As Mark said in his post, “almost 50 percent of all Facebook users are members of regional networks, so this is an important issue for us.” Yes, Mark, but with regional groups now gone, it no longer is.

Image: Ian Boyd

4 thoughts on “Facebook takes down the walled gardens

  1. Great post Ben – a nice and objective assessment of the situation.

    I think the opt in/opt out analogy is a good one here. Most FB users won’t give it a second thought.

    It makes you think, if Zuckerberg and crew is doing it to further capitalize from wall-less networks, Can’t lawmakers see the light and see an “opt-in” approach’s value for something more important like organ donation?

    Just recently discovered your blog – great stuff – really enjoying it!


  2. Interesting post, Ben. My take: Facebook is a free service, so Zuckerberg should be able to monetize it anyway he wants.
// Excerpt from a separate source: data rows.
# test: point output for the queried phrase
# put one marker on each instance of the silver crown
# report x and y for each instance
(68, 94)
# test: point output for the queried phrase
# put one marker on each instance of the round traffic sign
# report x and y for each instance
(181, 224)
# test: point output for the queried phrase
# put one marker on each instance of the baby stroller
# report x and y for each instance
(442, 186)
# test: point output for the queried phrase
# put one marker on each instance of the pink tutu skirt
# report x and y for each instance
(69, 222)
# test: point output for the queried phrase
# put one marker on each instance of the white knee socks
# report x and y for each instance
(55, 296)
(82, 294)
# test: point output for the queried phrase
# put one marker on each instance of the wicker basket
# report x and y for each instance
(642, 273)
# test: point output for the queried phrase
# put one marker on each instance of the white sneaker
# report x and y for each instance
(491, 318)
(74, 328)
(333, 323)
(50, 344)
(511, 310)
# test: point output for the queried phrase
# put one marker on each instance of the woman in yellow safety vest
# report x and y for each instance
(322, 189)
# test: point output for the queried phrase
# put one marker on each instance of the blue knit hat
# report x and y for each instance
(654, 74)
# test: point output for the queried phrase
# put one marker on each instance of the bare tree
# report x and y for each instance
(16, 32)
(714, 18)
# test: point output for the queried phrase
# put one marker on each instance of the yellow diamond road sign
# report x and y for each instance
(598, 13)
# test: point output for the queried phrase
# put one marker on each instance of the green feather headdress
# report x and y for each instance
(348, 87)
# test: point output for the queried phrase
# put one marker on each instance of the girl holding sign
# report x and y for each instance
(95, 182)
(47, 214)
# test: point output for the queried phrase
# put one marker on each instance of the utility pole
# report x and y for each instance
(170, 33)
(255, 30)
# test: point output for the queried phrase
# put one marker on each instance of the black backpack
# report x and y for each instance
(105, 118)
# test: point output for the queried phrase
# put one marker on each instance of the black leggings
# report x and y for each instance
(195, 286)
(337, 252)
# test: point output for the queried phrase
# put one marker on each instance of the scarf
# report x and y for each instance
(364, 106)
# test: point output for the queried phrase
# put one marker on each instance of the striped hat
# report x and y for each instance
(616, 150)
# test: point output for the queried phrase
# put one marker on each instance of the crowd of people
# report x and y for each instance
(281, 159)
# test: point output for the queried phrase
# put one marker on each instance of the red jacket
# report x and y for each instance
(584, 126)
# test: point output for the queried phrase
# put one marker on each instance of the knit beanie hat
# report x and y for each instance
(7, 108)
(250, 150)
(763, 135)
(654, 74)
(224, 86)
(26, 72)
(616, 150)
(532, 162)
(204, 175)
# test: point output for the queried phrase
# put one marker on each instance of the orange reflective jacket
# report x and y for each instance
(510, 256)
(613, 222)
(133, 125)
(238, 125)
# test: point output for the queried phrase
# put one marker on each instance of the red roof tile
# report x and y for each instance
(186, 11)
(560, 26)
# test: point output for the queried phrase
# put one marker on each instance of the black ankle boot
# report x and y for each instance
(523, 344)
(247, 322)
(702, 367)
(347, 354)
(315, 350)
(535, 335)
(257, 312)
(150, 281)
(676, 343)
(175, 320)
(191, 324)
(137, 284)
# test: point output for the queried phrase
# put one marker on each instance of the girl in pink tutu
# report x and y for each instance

If people can’t be bothered to take responsibility for their own privacy, that’s not his problem. Further, if people don’t like Facebook policies, they can close their accounts and stop using it altogether. Let the market decide.

  3. Bill, you are right, it is free. But it is an interesting change in expectations if people assume their privacy is set one way and it suddenly gets opened up another.

    On a positive take, it could be a move by Facebook to also engage users more with other users. We’ve seen similar moves with the recommendations on the right side (although I hate it when FB asks me to talk to my mom). If a more open network creates more connection, Metcalfe’s network utility goes up a notch.

    Just be careful with those college drinking photos.